Our team of doctors and nurses kept Sage as comfortable as possible after his birth. A chaplain baptized him, and each family member that was there got a chance to hold him.
The whole day was bittersweet. We were happy to meet him, but sad our time with him was short. A lot of tears were shed.
Sage died in my arms at 9:25 am.
cherishing the time
After he died, we kept him in the room with us until it was time to go home. We spent a total of 32 hours with him. We talked about how precious he was. We bathed him, we changed him into his onesies, and we wrapped him in the dinosaur blanket we had picked out for him. We cherished every moment and remained calm for the most part.
At 5 pm on Thursday, the funeral home director picked him up. When she closed the door, I collapsed on the floor. I didn’t think my heart could break anymore and it did. Letting him go, knowing I’d never see or hold him ever again was the hardest moment in my entire life. Nothing has been the same ever since.
in remembrance and honor
Our story doesn’t end there. So much has happened since Sage’s birth and death. One of them is the opening of a candle shop. It honors him and all the babies that left us too soon. It gives back in their memory.

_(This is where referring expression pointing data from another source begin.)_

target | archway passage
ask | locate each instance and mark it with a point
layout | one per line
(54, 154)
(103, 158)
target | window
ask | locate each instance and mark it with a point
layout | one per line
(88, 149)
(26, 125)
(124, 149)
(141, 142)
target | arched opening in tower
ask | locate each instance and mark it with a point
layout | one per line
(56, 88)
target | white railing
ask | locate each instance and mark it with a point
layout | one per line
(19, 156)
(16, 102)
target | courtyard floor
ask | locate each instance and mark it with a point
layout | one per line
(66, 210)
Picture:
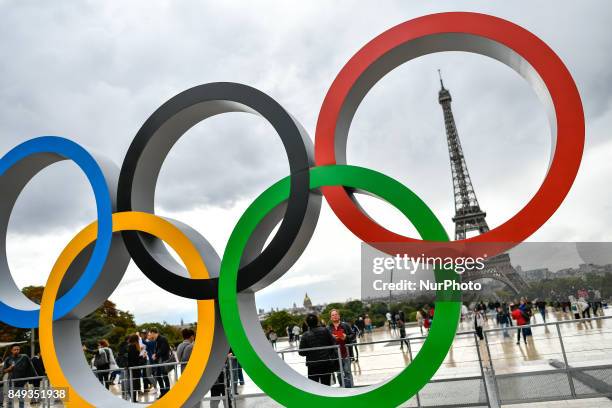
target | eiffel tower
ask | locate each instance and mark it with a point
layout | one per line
(468, 215)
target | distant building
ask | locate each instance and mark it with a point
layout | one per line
(307, 302)
(536, 274)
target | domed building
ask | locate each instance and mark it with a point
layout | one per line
(307, 302)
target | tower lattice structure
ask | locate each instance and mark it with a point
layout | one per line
(468, 214)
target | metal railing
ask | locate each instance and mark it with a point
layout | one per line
(557, 370)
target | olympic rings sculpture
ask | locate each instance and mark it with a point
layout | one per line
(91, 266)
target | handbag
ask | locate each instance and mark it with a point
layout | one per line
(171, 359)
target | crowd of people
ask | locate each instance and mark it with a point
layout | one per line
(523, 313)
(143, 363)
(17, 370)
(329, 349)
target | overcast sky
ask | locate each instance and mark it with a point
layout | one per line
(94, 72)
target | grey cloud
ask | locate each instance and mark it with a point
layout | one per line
(95, 71)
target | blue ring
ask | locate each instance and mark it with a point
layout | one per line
(75, 295)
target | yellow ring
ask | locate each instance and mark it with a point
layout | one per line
(158, 227)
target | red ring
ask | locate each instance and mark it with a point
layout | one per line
(562, 89)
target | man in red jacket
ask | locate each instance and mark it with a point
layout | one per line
(521, 320)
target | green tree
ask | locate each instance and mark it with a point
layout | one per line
(279, 321)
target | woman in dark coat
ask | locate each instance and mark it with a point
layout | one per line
(134, 360)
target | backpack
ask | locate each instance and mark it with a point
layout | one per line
(101, 358)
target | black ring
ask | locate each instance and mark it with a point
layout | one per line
(149, 149)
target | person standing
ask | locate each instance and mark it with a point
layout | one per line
(160, 356)
(343, 335)
(134, 359)
(183, 351)
(504, 319)
(478, 323)
(273, 337)
(320, 362)
(104, 360)
(289, 334)
(541, 305)
(420, 320)
(402, 328)
(521, 320)
(17, 366)
(39, 369)
(368, 324)
(296, 332)
(360, 325)
(147, 348)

So much has changed. I changed. The person I was before him doesn’t exist anymore, but I’m here today. A little braver than I was yesterday.
Sage has a little brother now. His name is Skye, and he is one year old. Every day when we enter his room to pick him up from his crib, we say good morning to him and to Sage. There’s a huge canvas of Sage on the wall and his urn is there too, next to a shadow box with a onesie and hat he wore. His footprints are framed. His name is spoken daily, and we think of him constantly. Sage will always be remembered.
I’m grateful for the community that gathered around me, that has opened its arms and welcomed me into the club no one wants to be a part of.